Two ways to achieve online status statistics of Java

100 million users online scenario analysis

Taking QQ online status statistics as an example, its typical characteristics include:Large data volume, high memory usage, and high real-time requirements. Traditional solutions (such as adding an online status field to each user in the database, setting it to 1 on the online and setting it to 0 on the offline) seem to be ineffective in this scenario. The reasons are as follows:

Database pressure: Frequent up-and-down operations will lead to a sharp increase in database IO pressure.
Real-time statistics difficulties: Frequent refresh of queries will drag down the database performance and will be difficult to meet real-time requirements.

Therefore, we need to find more efficient and more suitable solutions for large-scale scenarios.

2. Solution

For online status statistics of hundreds of millions of users, common solutions can be divided into two categories:

2.1 Statistical scheme based on total number

By maintaining a total number of online users, the counter is increased by 1 when the user is online and reduced by 1 when the user is offline, thereby achieving statistics on the number of online users.

advantage

Simple implementation and high efficiency.
Low memory usage.

shortcoming

It is impossible to accurately query the online status of a user at a certain moment.
In the case of abnormal exit from the application, it is difficult to achieve repeated offline judgments based on the online monitoring mechanism.

2.2 Statistical plan based on specific user details

Store the user's identity (such as QQ number) and online status in the set, and statistics are achieved through set operations.

advantage

The statistics are accurate and you can query the online status of a user at a certain moment.
In the case of abnormal exit from the application, the deduplication function of offline users can be accurately implemented.

shortcoming

Large memory usage.
Low efficiency.

3. Specific implementation

The following are the specific implementation methods of the two solutions:

3.1 Statistical scheme based on total number

Statistics based on total number can be achieved in the following two ways:

3.1.1 Redis-based incr and decr operations

Using Redisincr(plus 1) anddecr(Subtract 1) Operation to maintain the online user counter. Called when the user is onlineincr, called when offlinedecr。

3.1.2 Redis-based HyperLogLog

Redis's HyperLogLog (HLL) is a high-performance cardinality (deduplication) statistical data structure suitable for deduplication statistics of large-scale data. The advantage is that the space occupancy rate is extremely low (only 12KB of space can count about 1.8 billion data), but the disadvantage is that there is an extremely low error rate (about 0.81%). The characteristics of HLL are as follows:

The element cannot be removed.
Suitable for scenarios with high tolerance for errors.

3.2 Statistical implementation based on user identification

Based on the user ID (such as QQ number), you can use Redis'sBitmap (bit array)To achieve it. The structure of Bitmap is as follows:

Each subscript represents a specific number, a value of 1 means online, and a value of 0 means offline.
For example, the bit array space occupied by 1 billion numbers is1 billion bit = 0.116 GB, the space occupies very little.

Specific operation commands

Users are online:useSETBITThe command sets the corresponding position to 1.
User offline:useSETBITThe command sets the corresponding position to 0.
Determine whether the user is online:useGETBITOrder.
Statistics of online users:useBITCOUNTOrder.

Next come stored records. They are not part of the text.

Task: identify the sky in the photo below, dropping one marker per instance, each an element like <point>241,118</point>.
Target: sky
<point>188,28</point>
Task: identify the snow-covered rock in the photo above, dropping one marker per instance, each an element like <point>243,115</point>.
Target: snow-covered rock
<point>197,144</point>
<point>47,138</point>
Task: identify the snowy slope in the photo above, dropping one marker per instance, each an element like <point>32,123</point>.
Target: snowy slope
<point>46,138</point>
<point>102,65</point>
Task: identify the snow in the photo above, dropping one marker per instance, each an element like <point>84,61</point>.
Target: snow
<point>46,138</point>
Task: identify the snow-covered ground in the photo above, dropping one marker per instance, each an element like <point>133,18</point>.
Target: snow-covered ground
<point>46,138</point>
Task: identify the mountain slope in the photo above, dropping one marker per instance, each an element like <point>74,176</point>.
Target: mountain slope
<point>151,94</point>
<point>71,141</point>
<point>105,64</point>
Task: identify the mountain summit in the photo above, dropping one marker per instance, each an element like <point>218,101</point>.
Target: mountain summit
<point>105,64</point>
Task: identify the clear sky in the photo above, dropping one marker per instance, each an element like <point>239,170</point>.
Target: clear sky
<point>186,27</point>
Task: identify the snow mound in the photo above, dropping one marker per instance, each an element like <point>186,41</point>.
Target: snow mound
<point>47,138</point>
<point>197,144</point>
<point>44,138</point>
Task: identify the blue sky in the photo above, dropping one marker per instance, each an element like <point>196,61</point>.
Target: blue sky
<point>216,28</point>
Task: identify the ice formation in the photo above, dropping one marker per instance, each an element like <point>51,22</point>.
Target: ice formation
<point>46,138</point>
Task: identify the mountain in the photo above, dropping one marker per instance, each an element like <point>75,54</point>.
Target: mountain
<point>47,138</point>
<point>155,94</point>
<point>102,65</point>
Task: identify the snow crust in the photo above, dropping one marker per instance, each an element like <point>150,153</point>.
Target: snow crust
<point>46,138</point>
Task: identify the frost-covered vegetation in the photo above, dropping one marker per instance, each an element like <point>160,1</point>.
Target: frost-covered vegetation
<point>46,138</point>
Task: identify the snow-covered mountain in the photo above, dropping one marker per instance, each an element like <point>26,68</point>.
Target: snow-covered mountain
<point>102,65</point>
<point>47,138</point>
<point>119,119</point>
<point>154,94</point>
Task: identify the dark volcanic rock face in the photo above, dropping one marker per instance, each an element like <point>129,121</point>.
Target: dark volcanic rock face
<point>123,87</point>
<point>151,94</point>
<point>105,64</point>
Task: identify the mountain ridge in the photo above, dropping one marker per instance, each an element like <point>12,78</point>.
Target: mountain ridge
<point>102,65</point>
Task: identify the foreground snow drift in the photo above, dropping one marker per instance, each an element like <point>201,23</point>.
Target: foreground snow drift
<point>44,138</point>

3.3 Implementation in Spring Boot

In Spring Boot projects, you can useRedisTemplateImplement users’ online and offline settings and online number statistics. The specific code is as follows:

import ;
import ;
import ;

@Service
public class BitmapService {

    @Autowired
    private RedisTemplate&lt;String, Object&gt; redisTemplate;

    /**
      * Set the bits in Bitmap
      * @param key
      * @param offset offset
      * @param value value (0 or 1)
      */
    public void setBit(String key, long offset, boolean value) {
        ().setBit(key, offset, value);
    }

    /**
      * Get the bit in the Bitmap
      * @param key
      * @param offset offset
      * The value of the @return bit (0 or 1)
      */
    public boolean getBit(String key, long offset) {
        return ().getBit(key, offset);
    }

    /**
      * Calculate the number of bits with a median value of 1 in Bitmap
      * @param key
      * @return Number of bits with value 1
      */
    public Long bitCount(String key) {
        return ().bitCount(key);
    }
}

4. Summary

When dealing with online status statistics of billions of users, choosing the right solution is crucial. Although the statistical scheme based on the total number is simple and efficient, it lacks accuracy; while the statistical scheme based on the user ID is accurate, it consumes a lot of memory. Based on actual needs, the following paths can be selected:

If you have extremely high real-time and performance requirements and can tolerate a small amount of error, you can choose a Redis-based HyperLogLog or Bitmap solution.
If you need to accurately query the user's online status and have low memory usage and efficiency requirements, you can choose a collection plan based on user identification.

This is the end of this article about Java's example of online status statistics for billions of users. For more relevant content on online status statistics for billions of users, please search for my previous articles or continue browsing the related articles below. I hope everyone will support me in the future!